Brugal, the Dominican Republic's largest rum distiller, acquired distillery units from Praj Industries, Pune.

==Foreign aid==
India donated $50,000 worth of life saving drugs to the Dominican Republic in March 2006. At the request of the DR Government, India donated medicines to provide relief in the aftermath of Tropical Storm Noel in October–November 2007.

India and the Dominican Republic signed an MoU to establish an IT Centre of excellence with Indian assistance in January 2010. The Centre was inaugurated by the DR President in August 2011. The Centre was operated by CDAC India with three Indian faculty members for the initial two-year period, before it was handed over to Dominican authorities.

Since 1999, citizens of the Dominican Republic are eligible for scholarships under the Indian Technical and Economic Cooperation Programme. They are also eligible for Indian Council for Cultural Relations scholarships. Several DR diplomats have also attended the PCFD programme run by the Foreign Service Institute.

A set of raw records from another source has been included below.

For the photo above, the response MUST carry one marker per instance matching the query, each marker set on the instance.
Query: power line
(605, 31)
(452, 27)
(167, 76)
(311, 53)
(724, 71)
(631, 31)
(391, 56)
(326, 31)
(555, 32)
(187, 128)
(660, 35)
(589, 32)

==Embassy of India, Santo Domingo==

The Embassy of India in Santo Domingo is the diplomatic mission of the Republic of India to the Dominican Republic. It was officially opened on 1 January 2022. It is currently functioning from Homewood Suites by Hilton.

===History===
The Dominican Republic has been under the jurisdiction of Embassy of India in Havana.

Plan to set up a new resident embassy in Santo Domingo was announced on December 30, 2020.

===Ambassador===

Abbagani Ramu is the current Indian Ambassador to the Dominican Republic.

== Cultural relations ==
The Dominican Republic and India signed a bilateral agreement on cultural co-operation in August 2012. Indian food festivals were held in Santo Domingo in October 2013, and in March and October 2014. DR Television broadcast an Indian film festival during April 2014.

As of January 2016, about 50 Indian citizens and people of Indian origin reside in the Dominican Republic. They are employed as businessmen, engineers, and software experts. There are also students at medical colleges and representatives of Indian companies.